El psicólogo y coach Roberto Crobu presenta en el Ceeim el método oriental que, mediante técnicas de respiración y ejercicio físico, pretende la serenidad óptima
El psicólogo y coach Roberto Crobu ha dado a conocer entre emprendedores y empresarios de la Región el método Mindfulness, basado en técnicas orientales de meditación milenaria para la atención plena, para favorecer el entrenamiento mental y ayudar a reducir el estrés ante la toma de decisiones en las empresas. La práctica, en expansión en el mundo empresarial, se ha presentado como un aliado para afrontar y resolver problemas, adoptar medidas y concentrarse en retos personales y profesionales, además de favorecer la mejora del liderazgo personal.La jornada, organizada por el Info a través del Ceeim, ha querido destacar que uno de los mayores beneficios de este método está en la gestión funcional de las cuatro emociones básicas del ser humano, “consistente en el miedo, la tristeza, la rabia y la alegría”, pilares resaltados por el ponente del encuentro Roberto Crobu, psicólogo y coach, experto en el trabajo con directivos y gerentes de empresas.
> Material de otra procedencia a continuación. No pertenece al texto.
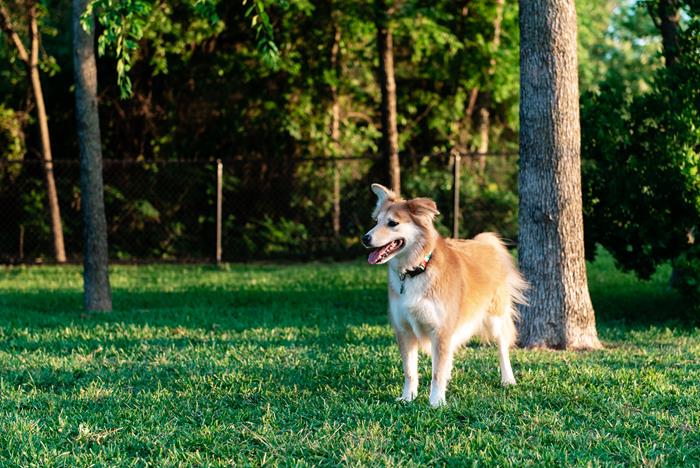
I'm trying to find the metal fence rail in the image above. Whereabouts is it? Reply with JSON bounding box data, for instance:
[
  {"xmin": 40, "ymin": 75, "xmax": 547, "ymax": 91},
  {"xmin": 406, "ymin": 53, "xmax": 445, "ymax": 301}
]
[{"xmin": 0, "ymin": 151, "xmax": 516, "ymax": 264}]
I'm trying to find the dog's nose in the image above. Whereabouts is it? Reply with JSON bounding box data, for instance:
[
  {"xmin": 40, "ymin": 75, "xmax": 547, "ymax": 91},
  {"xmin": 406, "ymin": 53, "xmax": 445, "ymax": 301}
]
[{"xmin": 362, "ymin": 234, "xmax": 372, "ymax": 247}]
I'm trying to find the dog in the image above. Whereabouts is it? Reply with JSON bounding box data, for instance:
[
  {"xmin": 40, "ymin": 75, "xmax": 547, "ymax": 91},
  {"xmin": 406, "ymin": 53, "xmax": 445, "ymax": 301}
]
[{"xmin": 362, "ymin": 184, "xmax": 528, "ymax": 407}]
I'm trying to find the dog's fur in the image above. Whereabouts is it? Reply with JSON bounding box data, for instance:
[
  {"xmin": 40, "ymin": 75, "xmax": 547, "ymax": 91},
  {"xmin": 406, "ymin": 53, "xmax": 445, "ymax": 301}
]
[{"xmin": 363, "ymin": 184, "xmax": 527, "ymax": 406}]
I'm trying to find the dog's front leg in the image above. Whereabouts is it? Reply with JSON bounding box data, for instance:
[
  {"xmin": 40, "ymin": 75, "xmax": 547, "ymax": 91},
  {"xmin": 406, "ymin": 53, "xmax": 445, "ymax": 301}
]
[
  {"xmin": 430, "ymin": 333, "xmax": 453, "ymax": 408},
  {"xmin": 395, "ymin": 327, "xmax": 418, "ymax": 401}
]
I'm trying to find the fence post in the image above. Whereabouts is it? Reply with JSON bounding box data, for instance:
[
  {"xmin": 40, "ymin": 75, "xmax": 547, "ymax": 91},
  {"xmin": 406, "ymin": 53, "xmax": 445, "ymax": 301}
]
[
  {"xmin": 216, "ymin": 159, "xmax": 224, "ymax": 265},
  {"xmin": 452, "ymin": 151, "xmax": 462, "ymax": 239}
]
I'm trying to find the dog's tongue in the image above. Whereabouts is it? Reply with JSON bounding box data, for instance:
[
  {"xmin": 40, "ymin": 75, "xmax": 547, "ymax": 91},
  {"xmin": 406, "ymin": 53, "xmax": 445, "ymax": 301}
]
[
  {"xmin": 367, "ymin": 242, "xmax": 395, "ymax": 265},
  {"xmin": 367, "ymin": 247, "xmax": 384, "ymax": 265}
]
Dentro de la técnica presentada, Crobu se centró en el método MBSR, del doctor Kabat Zinn, del departamento de Medicina de la Universidad de Masachussets, y en un procedimiento propio inspirado en el mismo programa, “donde se integran ejercicios sencillos de respiración y yoga, muy agradables y beneficiosos para la salud y el cuerpo. Durante muchos años, se ha identificado la meditación como una práctica de tipo “religioso”; ahora estas pautas inspiradas en culturas asiáticas budista, taoístas y zen se han adaptado a la idiosincrasia y necesidades del mundo occidental”.
A través de estos ejercicios de fácil aprendizaje y desarrollo, el método en fase de difusión se ofertó a los asistentes como vía que aporta serenidad para afrontar problemas de la vida real y conseguir objetivos. Para Crobu, la propuesta supone, además, un medio para mejorar comportamientos habituales en un emprendedor o empresario al desarrollar su trabajo, relacionados con la tendencia a preocuparse, antes de ocuparse del presente; querer controlarlo todo, al igual que confundir deseos con objetivos e ilusión con consecución. “Se tiende a poner como finalidad de proyectos empresariales el simple deseo o necesidad de salir del paso, antes que un objetivo formulado de manera congruente con los valores e intereses de la persona. El deseo está bien como impulsor, pero lo que nos lleva a la consecución de un objetivo, no es la simple ilusión, sino el definir adecuadamente un objetivo”.